At the same time they are starting to implement tooling for important parts of clients designs likeCore chiplets for Ryzen
iPhone SOCs -
Also, because these investments are long-term when the tariffs are likely to only be short term.
-
I truly believe these are his way of soliciting bribes from foreign and domestic businesses.
They're going to have to pay him to get around them.
-
I've been looking at doing a new pc build but wanted to wait for the new GPUs coming out. Looks like I should just my new build before prices are stupid.
-
Or at least buy the GPU now.
-
Trump is a chinese puppet apparently
-
So where is the US going to get its chips from then tax TMSC makes over 90% of chips?
-
-
No choice except the obvious: Pass the cost of the Tax into the customer because there’s no way they’re going to spend billions to stand up a US fab plant anytime soon.
TSMC is standing up fabs in the US, mostly because we're bribing them to do so.

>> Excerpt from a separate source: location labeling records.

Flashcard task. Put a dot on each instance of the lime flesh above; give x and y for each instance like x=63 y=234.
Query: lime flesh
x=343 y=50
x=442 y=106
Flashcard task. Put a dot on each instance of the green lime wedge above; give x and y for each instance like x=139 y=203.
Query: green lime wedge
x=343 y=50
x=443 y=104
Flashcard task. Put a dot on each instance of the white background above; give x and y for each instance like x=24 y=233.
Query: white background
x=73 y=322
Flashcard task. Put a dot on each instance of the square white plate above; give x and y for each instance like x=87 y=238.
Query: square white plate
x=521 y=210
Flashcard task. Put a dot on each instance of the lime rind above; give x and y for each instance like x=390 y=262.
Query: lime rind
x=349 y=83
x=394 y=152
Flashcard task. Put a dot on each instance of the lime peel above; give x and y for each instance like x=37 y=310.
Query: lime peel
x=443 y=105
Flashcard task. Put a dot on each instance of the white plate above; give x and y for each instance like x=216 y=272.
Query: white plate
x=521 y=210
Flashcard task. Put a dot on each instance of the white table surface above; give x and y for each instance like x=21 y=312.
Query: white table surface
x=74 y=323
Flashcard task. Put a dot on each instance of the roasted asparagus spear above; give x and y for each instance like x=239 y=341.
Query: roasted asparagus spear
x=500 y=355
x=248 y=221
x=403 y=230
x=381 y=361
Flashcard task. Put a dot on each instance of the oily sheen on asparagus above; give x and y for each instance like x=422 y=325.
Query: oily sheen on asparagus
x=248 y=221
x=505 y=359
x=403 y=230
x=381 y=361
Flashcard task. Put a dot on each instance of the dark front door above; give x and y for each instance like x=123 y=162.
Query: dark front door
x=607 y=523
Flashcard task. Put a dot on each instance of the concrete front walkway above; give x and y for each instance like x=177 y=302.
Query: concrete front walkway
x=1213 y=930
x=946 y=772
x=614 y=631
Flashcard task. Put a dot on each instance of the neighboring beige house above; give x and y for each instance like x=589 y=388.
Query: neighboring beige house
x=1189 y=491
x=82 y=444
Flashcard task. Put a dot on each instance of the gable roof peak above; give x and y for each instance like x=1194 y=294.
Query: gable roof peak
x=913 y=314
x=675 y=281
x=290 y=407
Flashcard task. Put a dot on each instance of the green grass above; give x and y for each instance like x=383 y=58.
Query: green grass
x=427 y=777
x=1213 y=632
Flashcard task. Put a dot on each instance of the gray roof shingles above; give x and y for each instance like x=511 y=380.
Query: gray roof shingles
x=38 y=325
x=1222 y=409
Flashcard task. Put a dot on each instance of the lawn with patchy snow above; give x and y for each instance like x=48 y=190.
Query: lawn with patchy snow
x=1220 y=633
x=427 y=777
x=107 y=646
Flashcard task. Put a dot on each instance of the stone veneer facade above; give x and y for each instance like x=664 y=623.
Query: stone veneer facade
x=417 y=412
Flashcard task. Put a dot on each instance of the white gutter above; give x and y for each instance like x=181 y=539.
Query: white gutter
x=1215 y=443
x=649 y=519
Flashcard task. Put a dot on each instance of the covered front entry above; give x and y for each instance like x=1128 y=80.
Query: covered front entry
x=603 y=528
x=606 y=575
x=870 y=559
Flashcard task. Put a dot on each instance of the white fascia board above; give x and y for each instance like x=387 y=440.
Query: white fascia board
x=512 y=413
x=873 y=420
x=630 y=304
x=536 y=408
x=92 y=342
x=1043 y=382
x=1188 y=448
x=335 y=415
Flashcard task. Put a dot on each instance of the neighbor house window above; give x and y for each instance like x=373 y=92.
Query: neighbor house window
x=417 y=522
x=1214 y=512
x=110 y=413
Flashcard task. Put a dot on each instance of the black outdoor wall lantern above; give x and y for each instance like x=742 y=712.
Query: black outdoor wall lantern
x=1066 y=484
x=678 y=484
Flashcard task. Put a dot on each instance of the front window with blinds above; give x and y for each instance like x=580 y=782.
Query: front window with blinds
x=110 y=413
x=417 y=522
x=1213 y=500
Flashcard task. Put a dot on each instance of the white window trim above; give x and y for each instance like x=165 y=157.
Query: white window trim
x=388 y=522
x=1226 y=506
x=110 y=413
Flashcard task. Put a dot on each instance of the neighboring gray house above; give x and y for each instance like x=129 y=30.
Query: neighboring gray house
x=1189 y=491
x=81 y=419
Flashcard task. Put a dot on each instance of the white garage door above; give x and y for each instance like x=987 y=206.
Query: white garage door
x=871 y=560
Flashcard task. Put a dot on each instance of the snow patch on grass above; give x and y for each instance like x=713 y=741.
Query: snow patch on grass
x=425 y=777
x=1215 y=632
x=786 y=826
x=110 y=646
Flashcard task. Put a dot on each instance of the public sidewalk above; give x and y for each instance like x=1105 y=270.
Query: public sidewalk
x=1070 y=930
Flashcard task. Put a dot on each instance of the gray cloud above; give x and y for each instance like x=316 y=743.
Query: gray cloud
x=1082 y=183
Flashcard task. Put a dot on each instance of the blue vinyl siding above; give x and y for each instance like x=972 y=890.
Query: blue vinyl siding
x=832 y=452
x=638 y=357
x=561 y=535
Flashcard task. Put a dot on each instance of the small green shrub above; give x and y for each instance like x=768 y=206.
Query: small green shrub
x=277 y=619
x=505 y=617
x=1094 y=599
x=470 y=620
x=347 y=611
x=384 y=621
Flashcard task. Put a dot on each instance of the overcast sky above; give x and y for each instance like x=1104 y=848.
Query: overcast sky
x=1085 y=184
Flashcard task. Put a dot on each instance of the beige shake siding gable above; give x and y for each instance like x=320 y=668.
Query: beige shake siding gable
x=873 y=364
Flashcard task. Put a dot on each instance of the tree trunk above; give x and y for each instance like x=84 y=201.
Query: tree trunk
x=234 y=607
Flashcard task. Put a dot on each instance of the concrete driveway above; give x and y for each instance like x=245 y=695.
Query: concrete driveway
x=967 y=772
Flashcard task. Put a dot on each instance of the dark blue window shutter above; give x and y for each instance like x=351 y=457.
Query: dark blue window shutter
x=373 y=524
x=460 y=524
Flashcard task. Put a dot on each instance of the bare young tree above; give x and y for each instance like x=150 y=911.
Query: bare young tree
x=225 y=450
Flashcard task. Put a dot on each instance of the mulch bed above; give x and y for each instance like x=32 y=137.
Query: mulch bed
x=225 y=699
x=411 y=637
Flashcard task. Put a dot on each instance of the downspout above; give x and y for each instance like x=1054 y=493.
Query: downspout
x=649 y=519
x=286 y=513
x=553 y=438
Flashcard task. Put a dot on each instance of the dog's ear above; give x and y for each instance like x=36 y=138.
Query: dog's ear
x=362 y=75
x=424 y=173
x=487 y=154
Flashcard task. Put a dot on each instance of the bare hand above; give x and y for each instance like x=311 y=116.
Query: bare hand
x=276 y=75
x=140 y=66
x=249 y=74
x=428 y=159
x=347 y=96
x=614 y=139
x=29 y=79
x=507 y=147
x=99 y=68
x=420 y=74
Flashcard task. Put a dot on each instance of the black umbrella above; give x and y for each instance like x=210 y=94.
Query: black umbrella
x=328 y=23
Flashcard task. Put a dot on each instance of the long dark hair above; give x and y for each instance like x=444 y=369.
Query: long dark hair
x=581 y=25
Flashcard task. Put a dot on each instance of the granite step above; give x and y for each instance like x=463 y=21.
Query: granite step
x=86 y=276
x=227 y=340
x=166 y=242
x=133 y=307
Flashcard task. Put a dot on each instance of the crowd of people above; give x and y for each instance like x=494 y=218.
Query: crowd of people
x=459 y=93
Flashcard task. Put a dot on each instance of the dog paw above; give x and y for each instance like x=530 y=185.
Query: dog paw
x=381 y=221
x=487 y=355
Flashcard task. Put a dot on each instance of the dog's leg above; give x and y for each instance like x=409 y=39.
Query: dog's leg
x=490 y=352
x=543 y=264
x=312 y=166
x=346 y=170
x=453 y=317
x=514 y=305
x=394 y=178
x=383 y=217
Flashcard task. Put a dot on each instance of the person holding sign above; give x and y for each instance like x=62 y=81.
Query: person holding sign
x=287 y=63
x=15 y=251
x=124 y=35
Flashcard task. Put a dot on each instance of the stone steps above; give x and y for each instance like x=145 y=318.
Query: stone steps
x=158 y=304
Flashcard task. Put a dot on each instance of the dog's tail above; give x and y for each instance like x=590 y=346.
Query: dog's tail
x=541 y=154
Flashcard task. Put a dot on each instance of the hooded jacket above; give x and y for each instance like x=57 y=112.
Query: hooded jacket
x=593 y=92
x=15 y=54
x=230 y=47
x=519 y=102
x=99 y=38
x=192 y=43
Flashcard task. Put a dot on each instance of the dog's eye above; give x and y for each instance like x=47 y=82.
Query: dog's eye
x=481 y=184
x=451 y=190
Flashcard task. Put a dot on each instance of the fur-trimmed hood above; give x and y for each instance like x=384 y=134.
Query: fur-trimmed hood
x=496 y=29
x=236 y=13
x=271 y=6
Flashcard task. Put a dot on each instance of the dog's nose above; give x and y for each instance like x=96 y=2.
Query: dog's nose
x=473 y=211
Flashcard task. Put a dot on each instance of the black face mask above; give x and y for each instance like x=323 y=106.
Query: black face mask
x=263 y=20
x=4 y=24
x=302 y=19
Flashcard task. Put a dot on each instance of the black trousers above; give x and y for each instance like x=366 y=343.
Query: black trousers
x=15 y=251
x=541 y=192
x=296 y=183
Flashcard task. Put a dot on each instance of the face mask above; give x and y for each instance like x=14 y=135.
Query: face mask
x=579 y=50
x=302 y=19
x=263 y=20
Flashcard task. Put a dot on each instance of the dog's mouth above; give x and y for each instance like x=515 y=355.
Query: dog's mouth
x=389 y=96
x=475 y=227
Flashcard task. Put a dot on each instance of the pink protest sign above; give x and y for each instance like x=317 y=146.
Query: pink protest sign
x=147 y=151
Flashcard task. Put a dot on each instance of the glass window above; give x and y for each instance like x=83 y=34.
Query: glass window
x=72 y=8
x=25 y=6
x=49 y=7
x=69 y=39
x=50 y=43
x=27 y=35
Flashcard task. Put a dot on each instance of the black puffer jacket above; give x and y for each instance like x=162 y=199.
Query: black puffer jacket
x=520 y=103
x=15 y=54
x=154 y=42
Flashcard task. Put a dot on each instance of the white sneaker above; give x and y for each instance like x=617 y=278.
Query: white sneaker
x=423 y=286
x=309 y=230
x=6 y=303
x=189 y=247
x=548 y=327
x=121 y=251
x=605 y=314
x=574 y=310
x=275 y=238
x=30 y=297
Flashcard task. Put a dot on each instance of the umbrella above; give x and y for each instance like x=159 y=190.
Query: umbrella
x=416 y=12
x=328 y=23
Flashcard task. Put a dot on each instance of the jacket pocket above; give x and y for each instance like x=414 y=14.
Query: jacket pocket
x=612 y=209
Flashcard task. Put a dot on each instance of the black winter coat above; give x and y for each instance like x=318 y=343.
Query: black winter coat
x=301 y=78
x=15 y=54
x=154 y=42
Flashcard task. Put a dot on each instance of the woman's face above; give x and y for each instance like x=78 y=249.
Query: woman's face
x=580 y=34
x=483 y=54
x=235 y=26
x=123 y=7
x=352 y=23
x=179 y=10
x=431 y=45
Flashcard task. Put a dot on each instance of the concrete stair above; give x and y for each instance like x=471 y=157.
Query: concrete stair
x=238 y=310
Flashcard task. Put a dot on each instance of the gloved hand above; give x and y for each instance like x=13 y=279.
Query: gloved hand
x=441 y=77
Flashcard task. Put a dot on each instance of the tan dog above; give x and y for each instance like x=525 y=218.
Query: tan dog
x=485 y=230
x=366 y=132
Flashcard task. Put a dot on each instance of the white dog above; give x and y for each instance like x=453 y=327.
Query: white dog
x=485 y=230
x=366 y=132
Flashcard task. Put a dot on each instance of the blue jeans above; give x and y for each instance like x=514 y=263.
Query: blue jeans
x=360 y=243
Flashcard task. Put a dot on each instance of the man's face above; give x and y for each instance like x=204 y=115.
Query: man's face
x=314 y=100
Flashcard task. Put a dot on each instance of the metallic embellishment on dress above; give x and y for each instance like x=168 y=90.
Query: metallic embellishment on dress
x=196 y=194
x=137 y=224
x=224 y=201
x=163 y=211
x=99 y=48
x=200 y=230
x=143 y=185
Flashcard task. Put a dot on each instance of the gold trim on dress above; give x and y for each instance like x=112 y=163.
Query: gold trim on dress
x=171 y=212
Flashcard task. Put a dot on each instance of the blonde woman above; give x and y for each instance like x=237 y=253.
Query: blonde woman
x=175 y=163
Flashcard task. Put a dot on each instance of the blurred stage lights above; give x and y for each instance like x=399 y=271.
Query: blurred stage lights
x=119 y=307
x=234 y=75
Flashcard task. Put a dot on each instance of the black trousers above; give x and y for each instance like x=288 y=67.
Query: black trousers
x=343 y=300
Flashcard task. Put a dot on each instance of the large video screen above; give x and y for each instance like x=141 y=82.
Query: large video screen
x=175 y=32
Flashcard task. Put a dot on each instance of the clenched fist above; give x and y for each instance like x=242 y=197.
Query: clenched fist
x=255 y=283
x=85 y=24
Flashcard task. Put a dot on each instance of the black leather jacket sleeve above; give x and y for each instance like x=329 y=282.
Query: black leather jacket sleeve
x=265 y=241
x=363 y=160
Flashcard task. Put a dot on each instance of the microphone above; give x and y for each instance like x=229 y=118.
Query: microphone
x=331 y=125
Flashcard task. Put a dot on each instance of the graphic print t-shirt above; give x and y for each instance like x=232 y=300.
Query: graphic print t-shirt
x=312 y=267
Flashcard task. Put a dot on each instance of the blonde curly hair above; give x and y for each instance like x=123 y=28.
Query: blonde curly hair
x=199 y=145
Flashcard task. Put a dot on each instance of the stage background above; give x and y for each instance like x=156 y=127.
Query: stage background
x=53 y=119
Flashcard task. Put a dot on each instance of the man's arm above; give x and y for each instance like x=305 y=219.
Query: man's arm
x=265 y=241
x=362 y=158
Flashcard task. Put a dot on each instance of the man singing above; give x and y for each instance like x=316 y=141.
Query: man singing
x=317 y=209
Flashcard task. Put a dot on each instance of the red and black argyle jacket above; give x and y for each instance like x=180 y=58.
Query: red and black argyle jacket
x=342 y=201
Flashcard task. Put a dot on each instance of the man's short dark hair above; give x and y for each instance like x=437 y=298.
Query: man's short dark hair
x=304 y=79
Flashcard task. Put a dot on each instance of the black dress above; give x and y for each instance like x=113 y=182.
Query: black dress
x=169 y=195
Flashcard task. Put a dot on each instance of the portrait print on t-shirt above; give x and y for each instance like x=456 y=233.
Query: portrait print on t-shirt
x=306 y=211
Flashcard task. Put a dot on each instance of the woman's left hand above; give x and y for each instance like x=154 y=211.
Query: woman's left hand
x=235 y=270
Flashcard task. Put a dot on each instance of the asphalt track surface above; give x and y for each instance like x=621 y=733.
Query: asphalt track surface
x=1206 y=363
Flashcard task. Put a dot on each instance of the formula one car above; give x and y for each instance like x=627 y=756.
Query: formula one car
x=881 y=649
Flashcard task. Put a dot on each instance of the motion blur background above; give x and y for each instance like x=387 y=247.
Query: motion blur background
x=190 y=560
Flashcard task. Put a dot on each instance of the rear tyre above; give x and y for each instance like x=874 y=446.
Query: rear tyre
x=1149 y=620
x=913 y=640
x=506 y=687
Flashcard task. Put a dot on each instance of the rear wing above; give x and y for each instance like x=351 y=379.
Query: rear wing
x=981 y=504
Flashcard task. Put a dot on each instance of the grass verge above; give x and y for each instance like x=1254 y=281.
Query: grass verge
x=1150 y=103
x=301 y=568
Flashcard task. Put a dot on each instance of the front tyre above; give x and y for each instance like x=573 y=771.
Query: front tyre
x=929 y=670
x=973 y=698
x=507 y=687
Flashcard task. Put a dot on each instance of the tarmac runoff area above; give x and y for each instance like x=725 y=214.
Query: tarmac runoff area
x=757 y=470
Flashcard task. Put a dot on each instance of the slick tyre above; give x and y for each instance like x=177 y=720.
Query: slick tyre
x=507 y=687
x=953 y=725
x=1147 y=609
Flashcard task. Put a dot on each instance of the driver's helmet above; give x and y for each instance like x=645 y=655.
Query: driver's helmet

The problem is that it takes literal years to build high tech manufacturing and isn't something you can yank out of your ass to satisfy some idiot politician.
-
Everything will be more expensive, if it uses a modern CPU. Phones, tablets, computers of any type from any company (both Intel and AMD are fabbing consumer CPUs on TSMC, as is Apple and Qualcomm), TVs, set top boxes, everything.
Right now TSMC is basically the only fab anything consumer-facing is made on, which is not a great thing in general, but vice president trump just decided that anything electronic needs a hefty price hike.
-
I built my system in 2019 and and everything needs upgraded. I also wanted to switch to AMD, so figured I'd just do a full build
-
And remember, once the price goes up, it rarely goes down. Even after the tariffs reverted in the future.
-
What a goddamn dumb fuck
-
By Taiwanese law, TSMC isn't allowed to move cutting edge processes to its US plant. The overseas operations have to be at least one gen behind.
From a strategic point of view, it makes sense for the Taiwan government to do this. They don't want the US to suck them dry then cut a deal with the mainland.
-
I mean, it's economic blackmail: we won't build the good shit anywhere else, so if you don't protect us, you get nothing.
Effective, but only if you're dealing with someone who is rational, and, well, have you seen the brain-worm oligarchs in charge of the US lately?
-
I did mine a couple months ago because I anticipated this happening.
-
Oh he did, there were supposed to be 500% tariffs ^/s^
-
Peace in our time, what a great deal maker!